Iron Chef champ, Blue Ginger star-chef and East-West guru Ming Tsai broke it down. “If you can take anything from this demo," he said, "It should be, ‘Taste, taste, taste.’” Later, Charlie Trotter added his own echo: “To be a great chef, maybe you can filet a fish, prep a goat, read cookbooks, but if you don’t taste, you’re nothing."
Here's a video look at a handful of the other lessons, direct from Pebble Beach Food & Wine's dynamite chef demos:
Trotter actually shared three—on basil, tasting and wine pairing at home—as he fielded a trio of questions from the crowd to decide who would get to taste the deliciousness he was crafting in the swanky Jenn Air-equipped stage.
A day earlier, Tsai talked about the importance of good cutlery in the kitchen...

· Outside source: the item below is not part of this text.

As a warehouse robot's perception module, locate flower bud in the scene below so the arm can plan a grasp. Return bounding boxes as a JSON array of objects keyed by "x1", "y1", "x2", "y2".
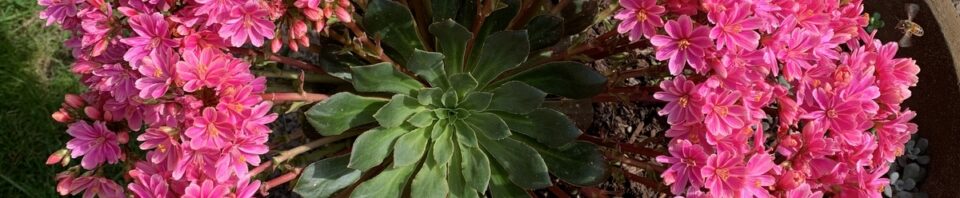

...and how to look stylish opening a screw cap (where it's tough to match the theater of a cork, especially if it's a spendy bottle).
Elsewhere Jacques Pepin, on stage with his daughter Claudine doing a caviar cooking demo, was awarded a huge bottle of double-triple-secret reserve Cristal by Gregory Roederer (with an assist from local product and event co-founder David Bernahl) as part of the first lifetime achievement honor Pebble Beach Food & Wine has bestowed.
And the worthy one himself, Thomas Keller, snuck in one of his favorite reminders: salt and pepper are not equals. One does magical things, the other, not so much, just to be clear.